Hoje venho falar sobre o último filme de David Cronenberg «Uma história de violência».
A história conta-se em pouco mais de duas linhas. Na vida de um casal aparentemente normal, depois de várias peripécias, descobre-se que o marido é um indivíduo com dupla personalidade, que procura esconder do resto da família um tenebroso passado de assassino, do qual só se vem a saber quando algumas das personagens que fizeram parte desse passado se intrometem e rompem com a harmonia e com a pacatez em que o casal vive.
Daí para a frente, tudo é sublime no filme. As noções mais básicas que aprendemos acerca da vida e daquilo que julgamos conhecer nas pessoas são, literalmente, postas em causa, plano após plano, ao percebermos que a mulher que ama aquele homem e que julga saber tudo sobre ele, nunca suspeitou que grande parte do que o marido lhe contava se baseava em mentiras e cuja existência era levada no fio da navalha. Arrasadora é a cena em que o filho mata um dos assassinos que tenta acabar com a vida do pai, o qual não sabe, naquele instante, se deve condenar o filho por se ter tornado, também ele, um assassino, ou se deve ficar eternamente grato por lhe ter salvo a vida.
Inesquecível é, depois, toda a sequência que descreve, com uma precisão clínica e quase maníaca, a desagregação física e psicológica que aquela família sofre e a desconfiança e rejeição a que todos votam o nosso herói a quem, a partir dali, só lhe resta uma solução: enterrar e acabar definitivamente com o passado e com a trupe de malfeitores que o enegrecem.
Mas absolutamente inclassificável é a cena final que nos mostra um dos mais belos e devastadores regressos a casa de que há memória. Após o ajuste de contas, o marido (que é uma mistura radical de anti-herói moderno com o clássico herói americano na melhor tradição de Hawks e de Nick Ray) volta para a família na esperança de reconstruir o seu lar. Mas o que ele tem para encarar são três rostos gélidos e terrivelmente acusadores a que ele responde com o olhar mais pungente e avassalador que, num grande plano, mostra, no mesmo instante, um profundo arrependimento e culpa, deixa escapar uma enorme sensação de vazio pela dor causada - e pela solidão a que chegou - e implora por uma nova oportunidade para tentar, desta vez, fazer tudo certo.

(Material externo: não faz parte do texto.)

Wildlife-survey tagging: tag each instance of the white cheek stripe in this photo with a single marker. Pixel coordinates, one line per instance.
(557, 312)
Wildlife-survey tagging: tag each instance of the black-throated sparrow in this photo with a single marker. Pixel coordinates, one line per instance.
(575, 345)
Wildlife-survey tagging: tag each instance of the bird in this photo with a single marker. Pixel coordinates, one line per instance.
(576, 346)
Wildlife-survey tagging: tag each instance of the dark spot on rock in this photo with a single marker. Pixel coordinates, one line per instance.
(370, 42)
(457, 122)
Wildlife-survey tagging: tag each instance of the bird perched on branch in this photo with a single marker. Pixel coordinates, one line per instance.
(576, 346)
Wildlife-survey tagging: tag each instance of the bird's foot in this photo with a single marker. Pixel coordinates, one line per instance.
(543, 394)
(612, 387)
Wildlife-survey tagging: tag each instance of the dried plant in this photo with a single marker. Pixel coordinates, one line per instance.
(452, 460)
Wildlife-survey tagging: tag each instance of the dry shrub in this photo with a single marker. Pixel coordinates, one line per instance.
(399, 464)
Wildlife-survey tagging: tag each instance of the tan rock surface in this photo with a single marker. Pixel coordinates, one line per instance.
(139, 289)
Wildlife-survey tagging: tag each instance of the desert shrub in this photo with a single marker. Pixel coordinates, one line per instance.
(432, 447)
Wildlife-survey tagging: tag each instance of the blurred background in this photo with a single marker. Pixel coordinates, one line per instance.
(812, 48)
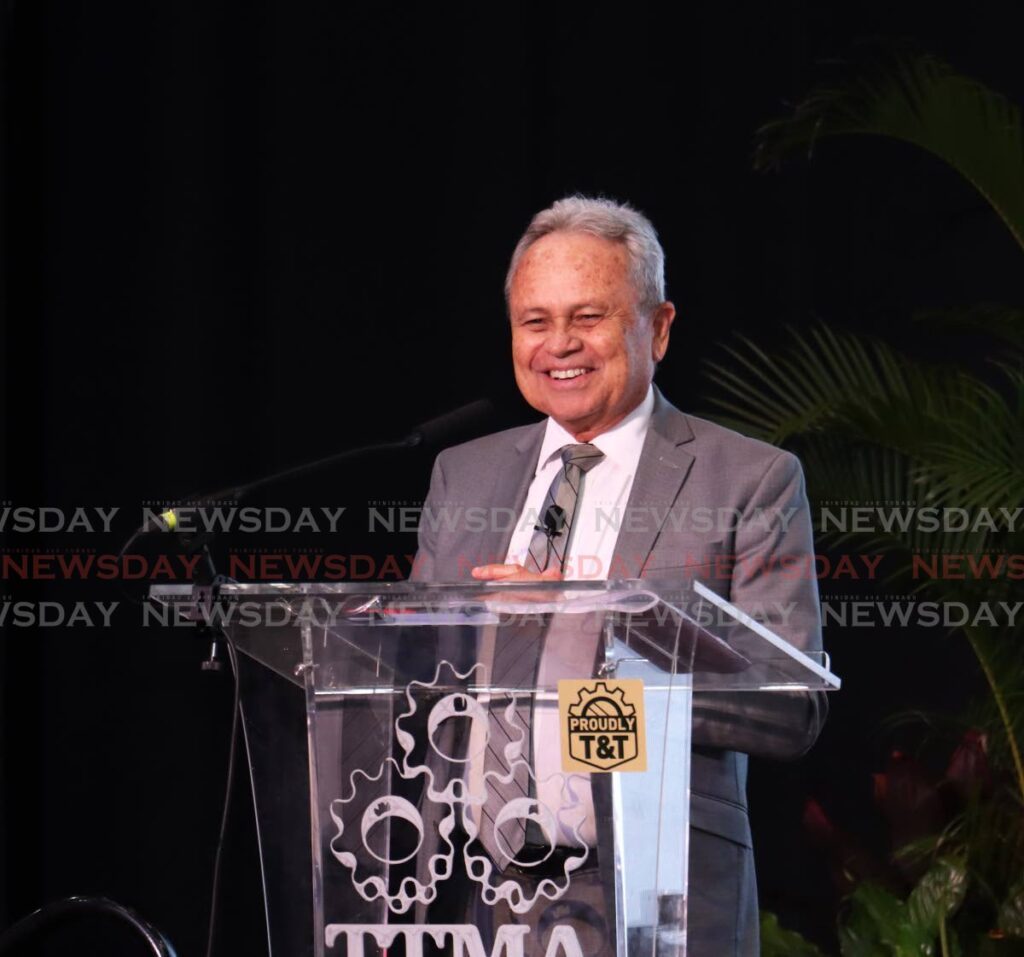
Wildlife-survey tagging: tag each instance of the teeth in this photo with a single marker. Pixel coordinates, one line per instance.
(565, 373)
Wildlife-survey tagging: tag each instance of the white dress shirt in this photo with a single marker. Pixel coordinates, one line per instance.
(592, 545)
(605, 491)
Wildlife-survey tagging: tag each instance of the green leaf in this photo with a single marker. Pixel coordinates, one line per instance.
(938, 895)
(879, 924)
(777, 942)
(924, 101)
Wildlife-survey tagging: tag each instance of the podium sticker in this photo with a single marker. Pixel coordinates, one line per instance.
(602, 725)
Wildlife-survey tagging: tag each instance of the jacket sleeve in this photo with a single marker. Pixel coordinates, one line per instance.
(425, 563)
(773, 577)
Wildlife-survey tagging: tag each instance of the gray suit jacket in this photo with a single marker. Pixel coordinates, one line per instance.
(686, 463)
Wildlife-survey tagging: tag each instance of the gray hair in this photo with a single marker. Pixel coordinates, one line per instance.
(617, 222)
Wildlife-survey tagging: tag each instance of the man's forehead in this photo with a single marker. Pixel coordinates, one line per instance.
(569, 264)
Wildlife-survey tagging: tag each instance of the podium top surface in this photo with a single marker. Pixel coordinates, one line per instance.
(678, 626)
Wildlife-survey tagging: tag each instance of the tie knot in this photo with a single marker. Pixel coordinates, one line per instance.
(584, 457)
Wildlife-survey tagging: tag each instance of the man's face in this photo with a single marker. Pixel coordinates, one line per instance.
(582, 351)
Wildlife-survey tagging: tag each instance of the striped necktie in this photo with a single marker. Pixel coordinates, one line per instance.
(551, 537)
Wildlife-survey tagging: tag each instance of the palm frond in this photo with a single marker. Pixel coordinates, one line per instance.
(921, 100)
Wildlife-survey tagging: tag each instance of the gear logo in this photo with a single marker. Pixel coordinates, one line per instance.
(602, 725)
(453, 796)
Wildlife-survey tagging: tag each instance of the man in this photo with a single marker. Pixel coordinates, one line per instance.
(590, 322)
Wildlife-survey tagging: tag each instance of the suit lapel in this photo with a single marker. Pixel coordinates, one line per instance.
(665, 465)
(513, 474)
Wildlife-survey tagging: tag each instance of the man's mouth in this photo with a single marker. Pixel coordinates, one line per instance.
(567, 373)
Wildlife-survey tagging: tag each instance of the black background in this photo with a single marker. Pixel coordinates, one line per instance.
(242, 235)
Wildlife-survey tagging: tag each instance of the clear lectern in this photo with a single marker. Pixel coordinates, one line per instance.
(484, 770)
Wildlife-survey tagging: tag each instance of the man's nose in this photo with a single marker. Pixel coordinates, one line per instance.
(563, 342)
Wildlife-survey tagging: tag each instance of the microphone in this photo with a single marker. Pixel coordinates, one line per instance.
(554, 521)
(431, 432)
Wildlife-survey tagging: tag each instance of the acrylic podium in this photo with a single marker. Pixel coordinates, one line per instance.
(421, 789)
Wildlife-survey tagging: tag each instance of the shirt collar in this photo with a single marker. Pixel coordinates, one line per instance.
(622, 441)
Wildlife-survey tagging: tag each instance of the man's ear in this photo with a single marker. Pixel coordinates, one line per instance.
(662, 321)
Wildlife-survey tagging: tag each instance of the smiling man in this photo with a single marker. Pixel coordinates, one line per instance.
(590, 322)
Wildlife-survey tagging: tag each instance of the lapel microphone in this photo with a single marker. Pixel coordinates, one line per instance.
(554, 521)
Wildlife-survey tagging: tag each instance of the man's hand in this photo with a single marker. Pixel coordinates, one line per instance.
(515, 573)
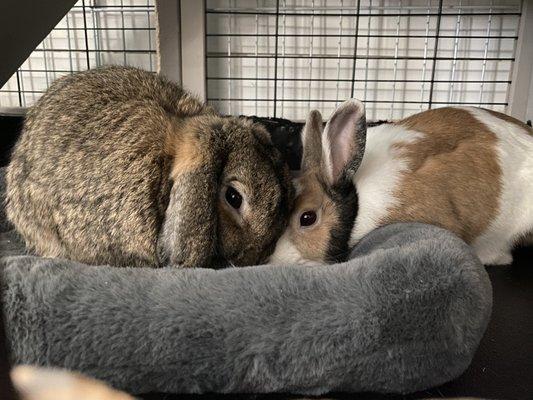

Depois da emoção mal contida, porque não estava preparado para este filme, ainda me sinto arrepiado. Para mim, foi mais do que um choque frontal. É para isto que serve o cinema.
Se Cronenberg já fez, talvez, melhor em «dead ringers» e foi mais complexo em «crash», nunca foi tão belo como aqui.
Filme do ano. De 2006, obviamente, porque eu já o vi atrasado.